Las inversiones están destinadas a mejorar la producción local y garantizar el abastecimiento de vacunas a la población. Bolsonaro afirmó que se destinarán aproximadamente 1.050 millones de dólares al esfuerzo de vacunación, un paso crucial en medio de la crisis sanitaria que ha llevado a más de 421.000 muertes en el país hasta ahora.
El presidente, que ha enfrentado críticas por su manejo de la pandemia, continuó minimizando la gravedad de la crisis de salud, instando a los brasileños a “dejar de quejarse” y a retomar la normalidad. Estas declaraciones han generado polémica, dado el alto número de fallecimientos en su mandato.
El anuncio se produce en medio de una investigación sobre las acciones de Bolsonaro durante la pandemia, y varios testimonios han destacado su resistencia a seguir las pautas científicas del Ministerio de Salud. Según el exministro de Salud, Luiz Henrique Mandetta, el presidente ha ignorado repetidas veces las recomendaciones de los expertos sanitarios, lo que ha generado preocupación sobre el manejo de la crisis.
La confirmación de fondos para la vacuna representa un cambio significativo en la estrategia del gobierno, que ya ha enfrentado numerosas críticas por no hacer lo suficiente para contener la propagación del virus. Durante una audiencia en el Senado, Mandetta subrayó las dificultades que enfrentaba su ministerio, indicando que había una clara discrepancia en la dirección del manejo de la salud pública entre él y el presidente Bolsonaro.

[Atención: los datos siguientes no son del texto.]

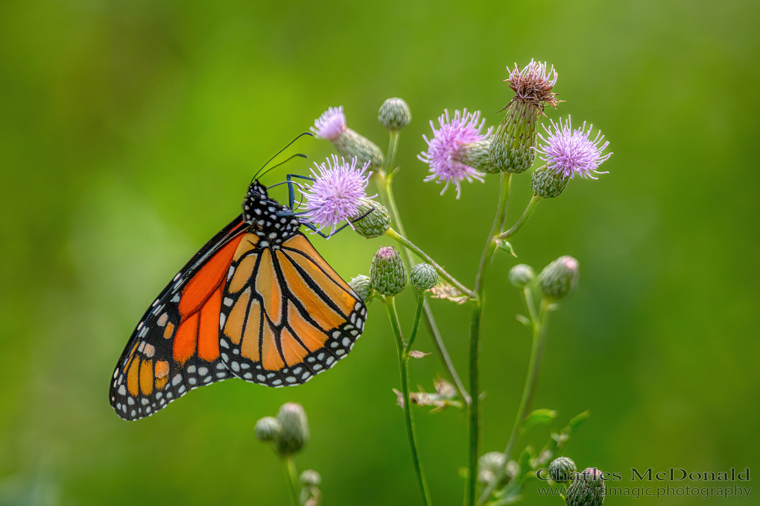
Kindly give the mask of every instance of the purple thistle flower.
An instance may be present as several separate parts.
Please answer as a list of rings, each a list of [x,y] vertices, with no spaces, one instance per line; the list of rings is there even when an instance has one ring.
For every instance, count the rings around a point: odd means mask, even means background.
[[[312,131],[318,137],[332,141],[346,130],[346,115],[343,113],[343,106],[330,107],[322,112],[322,115],[314,120]]]
[[[597,170],[602,162],[613,154],[612,153],[602,154],[602,151],[610,145],[610,143],[605,141],[603,144],[601,144],[604,140],[601,131],[597,131],[597,136],[591,141],[589,137],[594,125],[589,125],[587,131],[586,122],[584,122],[582,127],[573,130],[569,115],[564,123],[562,119],[557,123],[553,121],[552,127],[552,129],[543,127],[548,138],[544,138],[540,133],[538,134],[546,144],[540,144],[538,148],[534,148],[543,155],[541,160],[547,163],[549,169],[553,169],[557,173],[561,172],[565,177],[569,176],[571,179],[578,174],[582,178],[587,176],[596,179],[597,178],[594,177],[591,172],[607,173]]]
[[[318,173],[312,169],[316,179],[303,191],[306,198],[306,211],[304,222],[314,223],[319,229],[330,228],[332,233],[337,224],[347,220],[353,228],[350,220],[355,218],[359,211],[359,199],[366,197],[365,188],[369,183],[372,172],[367,172],[369,163],[364,166],[356,167],[356,157],[350,163],[332,155],[332,160],[327,159],[326,163],[317,165]]]
[[[459,198],[462,193],[461,183],[464,179],[467,179],[468,182],[472,182],[473,179],[483,182],[483,177],[485,176],[483,172],[459,161],[461,154],[459,150],[464,144],[488,139],[493,127],[489,128],[485,134],[481,134],[480,131],[485,125],[486,120],[480,122],[480,111],[467,112],[467,109],[461,112],[454,111],[454,119],[449,118],[448,110],[444,109],[444,114],[438,119],[438,122],[441,128],[436,130],[431,120],[432,139],[423,135],[428,150],[418,154],[417,158],[430,166],[431,174],[424,181],[434,181],[437,179],[437,183],[445,182],[446,184],[441,191],[442,195],[448,189],[448,185],[453,183],[457,187],[457,198]]]

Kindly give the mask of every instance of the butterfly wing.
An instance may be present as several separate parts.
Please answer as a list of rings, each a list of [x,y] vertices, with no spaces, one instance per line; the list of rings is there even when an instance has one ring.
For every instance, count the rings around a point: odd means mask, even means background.
[[[196,253],[148,308],[116,365],[109,398],[117,414],[152,415],[199,386],[226,379],[220,308],[233,256],[248,225],[242,216]]]
[[[242,379],[300,384],[346,356],[361,335],[361,298],[296,232],[279,247],[245,234],[224,286],[220,356]]]

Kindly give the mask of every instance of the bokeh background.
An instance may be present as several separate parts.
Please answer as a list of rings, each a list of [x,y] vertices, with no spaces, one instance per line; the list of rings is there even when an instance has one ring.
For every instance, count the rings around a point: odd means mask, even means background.
[[[419,504],[379,302],[350,357],[297,388],[229,381],[126,422],[109,378],[154,295],[239,212],[255,170],[329,106],[385,148],[378,108],[409,103],[396,179],[407,232],[471,285],[496,178],[440,197],[416,154],[444,108],[498,123],[511,96],[505,66],[533,57],[559,72],[566,102],[549,117],[592,122],[615,152],[608,175],[542,202],[513,241],[519,261],[572,255],[582,270],[553,316],[535,407],[559,411],[555,430],[590,409],[565,454],[622,472],[623,485],[632,466],[754,476],[758,11],[738,0],[3,2],[0,504],[285,504],[281,466],[252,427],[286,401],[309,413],[296,463],[322,474],[325,504]],[[296,149],[331,152],[314,139]],[[510,221],[529,197],[529,176],[515,177]],[[315,242],[347,279],[388,242],[348,231]],[[497,255],[489,281],[483,451],[503,447],[527,367],[506,281],[516,261]],[[412,294],[401,299],[408,329]],[[432,306],[464,375],[468,308]],[[416,347],[432,351],[426,334]],[[435,356],[418,360],[412,384],[429,391],[439,372]],[[461,504],[464,416],[416,419],[435,504]]]

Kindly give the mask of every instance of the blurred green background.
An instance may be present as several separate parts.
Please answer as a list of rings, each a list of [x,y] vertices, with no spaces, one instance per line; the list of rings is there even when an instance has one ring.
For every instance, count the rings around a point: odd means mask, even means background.
[[[255,170],[329,106],[385,148],[378,108],[409,103],[396,179],[408,234],[471,286],[496,178],[442,198],[416,154],[444,108],[498,123],[511,96],[505,66],[532,57],[559,73],[566,102],[549,117],[594,122],[615,152],[610,174],[542,202],[512,242],[538,269],[565,254],[581,265],[551,321],[535,407],[558,410],[556,428],[591,410],[565,454],[622,471],[623,484],[632,466],[755,473],[758,11],[735,0],[3,2],[0,504],[285,504],[282,469],[252,427],[286,401],[309,414],[296,462],[322,474],[325,504],[419,504],[379,302],[351,356],[298,388],[225,381],[132,423],[109,406],[109,378],[155,294],[239,211]],[[313,139],[297,149],[331,152]],[[529,176],[515,177],[510,221],[530,191]],[[387,242],[350,231],[315,240],[347,279]],[[506,282],[515,263],[497,255],[489,280],[484,451],[503,448],[527,367]],[[408,329],[412,294],[401,299]],[[432,306],[464,375],[469,309]],[[432,351],[426,334],[416,347]],[[412,384],[429,391],[439,372],[435,356],[416,361]],[[416,419],[435,504],[461,504],[464,416]]]

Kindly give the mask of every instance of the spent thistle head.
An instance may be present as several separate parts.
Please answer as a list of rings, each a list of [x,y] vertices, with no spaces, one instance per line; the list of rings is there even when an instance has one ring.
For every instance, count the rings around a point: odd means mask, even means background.
[[[388,130],[401,130],[412,121],[412,111],[403,99],[390,98],[380,106],[378,120]]]
[[[543,267],[538,275],[538,287],[549,302],[556,302],[575,289],[578,276],[578,261],[565,255]]]
[[[538,134],[546,144],[534,149],[540,153],[541,160],[546,162],[549,169],[565,178],[572,179],[577,174],[582,178],[596,179],[592,172],[606,174],[597,169],[613,153],[602,154],[610,143],[604,141],[601,131],[597,131],[592,141],[590,138],[593,128],[594,125],[590,125],[586,130],[586,122],[584,122],[583,126],[573,130],[569,115],[565,122],[562,119],[556,123],[552,121],[550,128],[543,127],[546,138]]]
[[[515,100],[531,103],[543,106],[544,103],[556,107],[559,100],[552,88],[557,82],[557,72],[553,65],[547,71],[546,62],[541,63],[533,59],[523,67],[522,70],[515,64],[515,68],[509,70],[509,77],[504,81],[509,82],[509,87],[515,93]]]
[[[395,248],[384,246],[377,251],[369,266],[369,279],[381,295],[401,293],[407,285],[407,269]]]
[[[306,213],[304,221],[314,223],[321,229],[329,228],[334,232],[338,223],[357,216],[362,198],[366,197],[365,188],[369,182],[372,172],[367,172],[369,163],[359,168],[356,166],[356,159],[350,163],[332,155],[332,160],[327,159],[326,163],[317,165],[318,173],[312,169],[316,179],[307,186],[303,195],[306,198]]]
[[[480,111],[467,112],[466,109],[461,112],[454,111],[453,119],[445,109],[438,122],[439,128],[437,129],[430,122],[432,138],[428,139],[423,135],[428,149],[417,155],[417,158],[430,167],[430,176],[425,178],[425,181],[445,183],[441,191],[442,195],[448,189],[449,185],[453,184],[457,188],[457,198],[459,198],[462,192],[462,181],[466,179],[472,182],[473,179],[477,179],[483,182],[485,176],[463,161],[466,160],[467,153],[467,147],[464,147],[487,140],[492,128],[489,128],[485,134],[480,133],[486,125],[485,119],[480,121]]]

A medida que la pandemia continúa su curso, la situación se complica aún más con la aparición de nuevas variantes del COVID-19, lo que ha llevado a organizaciones sanitarias a instar a una rápida adaptación de las estrategias de vacunación y trazabilidad.
Desde el inicio de la vacunación, el gobierno brasileño ha distribuido más de 46,8 millones de dosis. Sin embargo, los niveles de vacunación aún son considerados insuficientes en comparación con el total de la población, lo que resalta la necesidad de estos recientes anuncios de inversión en producción y distribución de vacunas.
Para el futuro cercano, se espera que el gobierno tome medidas más decisivas para asegurar que la vacuna llegue a los grupos más vulnerables y, con ello, salvaguardar la salud de millones de brasileños.